Assemblyman Richard Smith from Erie County acknowledged that he was part of what he called “the Group of 13,” a caucus of Democrats who “often stress independence from the Democratic majority.” “But the administration did not contact us,” Smith said. “If they had approached us about this, we had worked on the budget for about two months and there was not a ‘For Sale’ sign on my body.” New Rochelle’s Ronald Tocci said the same, as did aides to Robin Schimminger (Erie), Steve Levy (Suffolk), William Scarborough (Queens), and Syracuse’s William Magnarelli.

Assemblywoman Joan Christensen, also of Syracuse, said: “The governor didn’t call me. Or if he did, he didn’t leave a message on my machine. Would it have made a difference? Not on the override. In fact, there is no exchange between the governor’s office and my office. When I call there, which is not too often, I get referred and referred and referred.” Not only did Staten Island’s John Lavelle say he wasn’t called, but he says he spoke “with all of the other 12 and none were contacted.”

The assembly member whose comments were most descriptive of Pataki’s NBA-style defensive flop was William Parment, who was labeled in Dicker’s story “a business-friendly sometimes maverick from Jamestown.” Parment told the Voice he was “very unhappy about the legislative budget” and “was a little surprised” that he wasn’t contacted.

“There was certainly an opportunity to approach me, because I was invited to a prayer breakfast, right around the passage of the budget, where I spoke with the governor,” said Parment. “But he didn’t mention anything about the budget.” After Dicker’s story naming him came out, Parment said he “would not commit to answering questions about whether or not I would override because I was hoping there would be more negotiations.” Waiting by the phone for the call that never came, Parment laments now: “I hoped there would have been some compromise.”

Dicker himself recently wrote an item suggesting just how bogus Pataki’s supposed veto war was. “I received one message on my cell phone saying the governor was trying to reach me,” recalled Senator Hugh Farley of Schenectady, who is described by Dicker as “seen by many as at least potentially prepared to side with Pataki.” Farley said he returned the call “and was told the governor wasn’t taking any calls” and “that’s the last I heard from him.”
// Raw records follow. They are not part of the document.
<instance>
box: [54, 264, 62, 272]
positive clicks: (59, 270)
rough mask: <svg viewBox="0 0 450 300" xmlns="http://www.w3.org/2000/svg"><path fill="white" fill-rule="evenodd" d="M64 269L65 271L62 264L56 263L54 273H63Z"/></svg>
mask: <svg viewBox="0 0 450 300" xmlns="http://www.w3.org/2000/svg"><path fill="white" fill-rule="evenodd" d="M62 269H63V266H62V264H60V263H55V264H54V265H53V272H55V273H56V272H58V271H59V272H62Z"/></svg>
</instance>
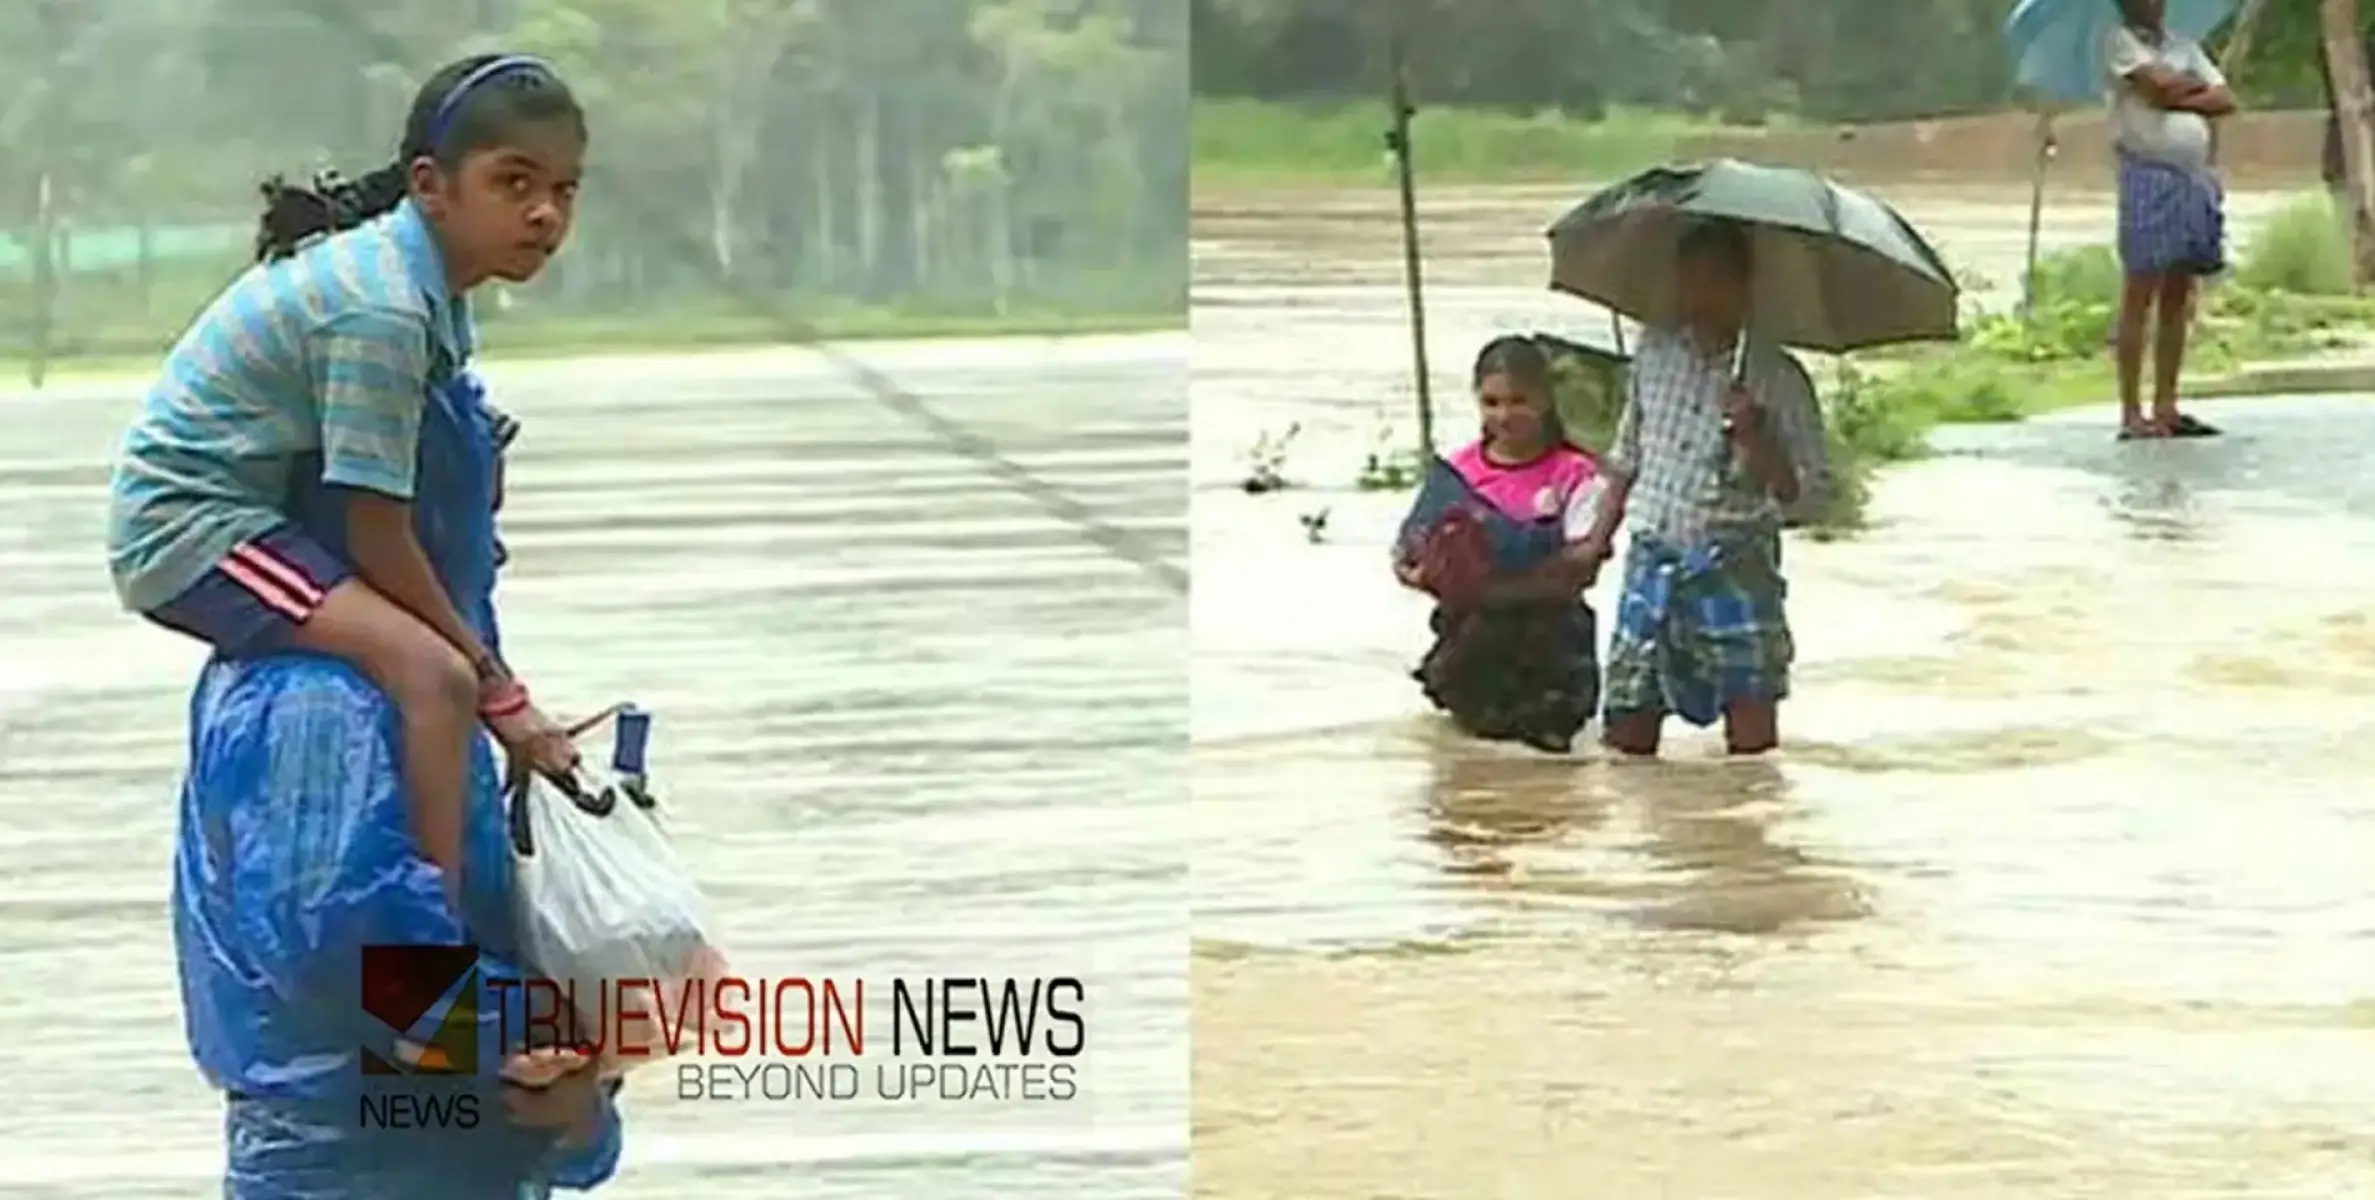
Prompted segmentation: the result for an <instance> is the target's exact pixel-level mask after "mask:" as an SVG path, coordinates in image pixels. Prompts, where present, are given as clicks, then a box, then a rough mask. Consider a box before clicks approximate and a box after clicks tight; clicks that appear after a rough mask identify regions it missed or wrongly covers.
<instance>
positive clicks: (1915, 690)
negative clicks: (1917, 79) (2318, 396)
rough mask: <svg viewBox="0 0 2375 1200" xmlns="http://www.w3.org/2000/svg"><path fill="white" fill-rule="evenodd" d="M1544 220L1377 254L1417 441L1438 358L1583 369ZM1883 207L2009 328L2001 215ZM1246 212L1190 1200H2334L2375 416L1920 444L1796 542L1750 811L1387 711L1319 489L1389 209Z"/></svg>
mask: <svg viewBox="0 0 2375 1200" xmlns="http://www.w3.org/2000/svg"><path fill="white" fill-rule="evenodd" d="M1558 200H1560V197H1558V195H1553V192H1518V190H1477V192H1458V190H1451V192H1434V197H1432V200H1427V230H1430V238H1427V252H1430V316H1432V326H1434V328H1432V340H1430V349H1432V356H1434V366H1437V371H1434V380H1437V397H1439V399H1437V404H1439V411H1444V413H1449V416H1444V418H1442V425H1439V428H1442V437H1444V440H1446V442H1449V440H1458V437H1465V432H1463V430H1465V428H1468V425H1470V418H1468V416H1465V368H1468V356H1470V354H1472V352H1475V347H1477V345H1480V342H1482V340H1484V337H1489V335H1491V333H1496V330H1506V328H1548V330H1553V333H1556V330H1575V328H1579V326H1582V323H1584V321H1598V318H1596V316H1591V314H1586V309H1584V307H1582V304H1577V302H1572V299H1565V297H1553V295H1548V292H1544V290H1541V278H1544V261H1541V238H1539V230H1541V228H1544V226H1546V223H1548V221H1551V219H1553V216H1556V214H1558ZM1893 200H1898V202H1900V204H1902V207H1905V209H1907V214H1909V216H1912V219H1914V221H1917V223H1921V226H1924V228H1928V230H1931V233H1933V240H1936V242H1938V247H1940V252H1943V254H1945V257H1947V261H1952V264H1959V266H1969V269H1976V271H1978V273H1981V276H1993V278H1995V280H2012V278H2014V276H2016V271H2019V254H2021V238H2023V230H2026V202H2023V200H2026V197H2019V195H2009V197H2007V202H2004V204H1993V207H1990V204H1988V202H1985V197H1981V200H1971V197H1969V195H1962V197H1957V200H1943V197H1936V195H1893ZM1280 204H1282V202H1280V200H1278V197H1204V200H1199V204H1197V314H1195V335H1197V345H1195V356H1197V373H1195V385H1192V394H1195V399H1192V402H1195V411H1197V423H1195V466H1192V473H1195V485H1197V492H1195V528H1192V542H1195V570H1197V589H1195V604H1192V625H1195V642H1197V665H1195V718H1192V720H1195V732H1197V749H1195V789H1197V832H1199V841H1197V858H1195V865H1197V877H1195V898H1197V939H1199V941H1197V960H1195V1022H1197V1027H1195V1031H1197V1065H1195V1188H1197V1193H1199V1195H1211V1198H1225V1200H1256V1198H1278V1200H1290V1198H1292V1200H1337V1198H1342V1200H1356V1198H1361V1200H1368V1198H1382V1195H1392V1198H1401V1200H1418V1198H1427V1200H1437V1198H1439V1200H1477V1198H1510V1200H1529V1198H1544V1200H1565V1198H1572V1195H1586V1193H1589V1195H1596V1198H1610V1200H1636V1198H1662V1195H1674V1198H1700V1195H1722V1198H1729V1200H1848V1198H1883V1195H1886V1198H1924V1200H1933V1198H2002V1195H2028V1198H2095V1195H2102V1198H2128V1195H2168V1198H2178V1195H2183V1198H2211V1195H2221V1198H2225V1195H2237V1198H2240V1195H2251V1198H2304V1200H2306V1198H2339V1195H2375V1131H2370V1126H2368V1122H2365V1114H2368V1112H2370V1110H2375V1038H2370V1036H2368V1034H2370V1029H2375V1000H2370V998H2375V953H2370V950H2375V941H2370V939H2368V929H2375V903H2370V898H2368V889H2365V882H2363V879H2365V863H2368V860H2370V855H2375V806H2370V803H2368V798H2365V779H2368V775H2370V770H2375V739H2370V737H2368V734H2370V725H2375V718H2368V715H2365V713H2368V708H2365V703H2368V696H2375V601H2370V599H2368V596H2370V594H2375V556H2370V551H2375V482H2368V480H2375V404H2363V402H2354V399H2299V402H2292V399H2256V402H2240V404H2235V406H2216V404H2206V406H2204V413H2206V416H2209V418H2211V421H2221V423H2225V425H2228V430H2230V432H2232V435H2230V437H2225V440H2216V442H2194V444H2154V447H2114V444H2111V442H2109V437H2107V428H2109V425H2107V411H2092V413H2073V416H2069V418H2064V421H2047V423H2033V425H2023V428H1966V430H1950V432H1952V437H1945V442H1947V454H1940V456H1938V459H1931V461H1924V463H1914V466H1907V468H1900V470H1893V473H1888V475H1886V478H1883V480H1881V482H1879V490H1876V499H1874V513H1871V516H1874V530H1871V532H1869V535H1864V537H1860V539H1855V542H1843V544H1807V542H1795V544H1791V549H1788V563H1791V580H1793V601H1791V606H1793V623H1795V627H1798V639H1800V672H1798V699H1795V701H1793V703H1788V706H1786V713H1784V727H1786V739H1788V751H1786V753H1784V756H1781V758H1776V760H1772V763H1727V760H1722V758H1719V756H1717V751H1719V746H1717V744H1715V739H1712V737H1710V734H1698V732H1691V734H1684V737H1670V758H1667V760H1665V763H1655V765H1613V763H1603V760H1601V756H1598V751H1591V749H1586V751H1582V753H1579V756H1577V760H1575V763H1560V760H1548V758H1541V756H1534V753H1529V751H1515V749H1484V746H1472V744H1463V741H1458V739H1453V737H1449V734H1446V732H1444V730H1442V725H1439V722H1437V720H1434V718H1430V715H1425V713H1423V703H1420V699H1418V694H1415V687H1413V684H1411V682H1408V680H1406V670H1408V663H1411V661H1413V658H1415V653H1418V651H1420V649H1423V620H1425V611H1423V604H1420V601H1418V599H1413V596H1408V594H1404V592H1399V589H1396V587H1394V585H1392V580H1389V577H1387V573H1385V547H1387V542H1389V535H1392V528H1394V523H1396V520H1399V513H1401V504H1404V499H1401V497H1363V494H1358V492H1351V490H1349V487H1347V485H1349V482H1351V478H1354V473H1356V470H1358V461H1361V456H1363V451H1368V449H1370V447H1373V444H1377V442H1380V440H1406V437H1408V432H1406V425H1404V428H1394V425H1396V418H1399V416H1404V413H1406V411H1408V383H1406V378H1408V340H1406V333H1404V326H1401V302H1404V299H1401V290H1399V242H1396V226H1394V216H1392V204H1389V197H1387V195H1382V192H1380V195H1339V197H1325V200H1320V211H1318V214H1313V211H1311V204H1309V202H1299V207H1304V211H1299V214H1297V211H1280ZM2268 207H2270V197H2237V226H2240V233H2242V235H2249V228H2251V226H2254V223H2256V219H2259V216H2261V214H2263V211H2266V209H2268ZM2107 238H2109V207H2107V204H2104V202H2102V200H2099V197H2054V204H2052V207H2050V211H2047V247H2052V245H2057V242H2061V245H2069V242H2085V240H2107ZM2107 399H2109V397H2107ZM1290 423H1299V425H1301V435H1299V437H1297V442H1294V447H1292V454H1290V459H1287V475H1290V478H1297V480H1301V482H1304V490H1297V492H1285V494H1278V497H1263V499H1249V497H1242V494H1237V492H1235V490H1233V487H1230V485H1233V480H1237V478H1240V475H1242V473H1244V449H1247V447H1249V444H1252V442H1254V440H1256V437H1259V435H1263V432H1278V430H1285V428H1287V425H1290ZM1396 444H1399V442H1396ZM1316 511H1325V513H1328V537H1325V544H1309V542H1306V537H1304V530H1301V523H1299V520H1297V518H1299V516H1304V513H1316ZM2280 566H2282V568H2285V570H2278V568H2280ZM1610 594H1613V582H1603V585H1601V587H1598V589H1596V592H1594V599H1596V604H1598V606H1601V611H1603V613H1605V611H1608V604H1610V599H1613V596H1610Z"/></svg>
This is, of course, precisely the kind of detail that will never fit into a sound bite. Even the print media—which has been markedly critical of Pataki’s stated positions—has not looked behind this sham performance. Reporters from The Buffalo News to the Syracuse Post-Standard to the Times have noted, for example, that Pataki “secretly” supported a 1.25 percent increase in the sales tax in “private,” pre-veto meetings with Speaker Shelly Silver and senate leader Joe Bruno. It’s a claim both leaders have made, and that Pataki denies. But every story so far has buried this explosive charge—which strips bare the governor’s no-tax pose and puts him squarely on Bush’s anybody-but-the-rich side of the tax debate.

Instead of portraying the actual Pataki—one who tried to cut a consumer-gutting deal and, once that failed, only pretended to block the budget he railed against—the media are allowing the governor to cast himself as a fiscal crusader. This is hardly a media favor for political reasons, as was the electoral cover-up of 2002. It’s just lazy, cookie-cutter journalism.

Assemblyman Parment said it best: “The governor got the great political position on this. Any rise in the rate of unemployment or future economic problems of the state will now fall at the feet of the legislature.” Can we let this slippery skell, who lied his way to re-election, get away with that too?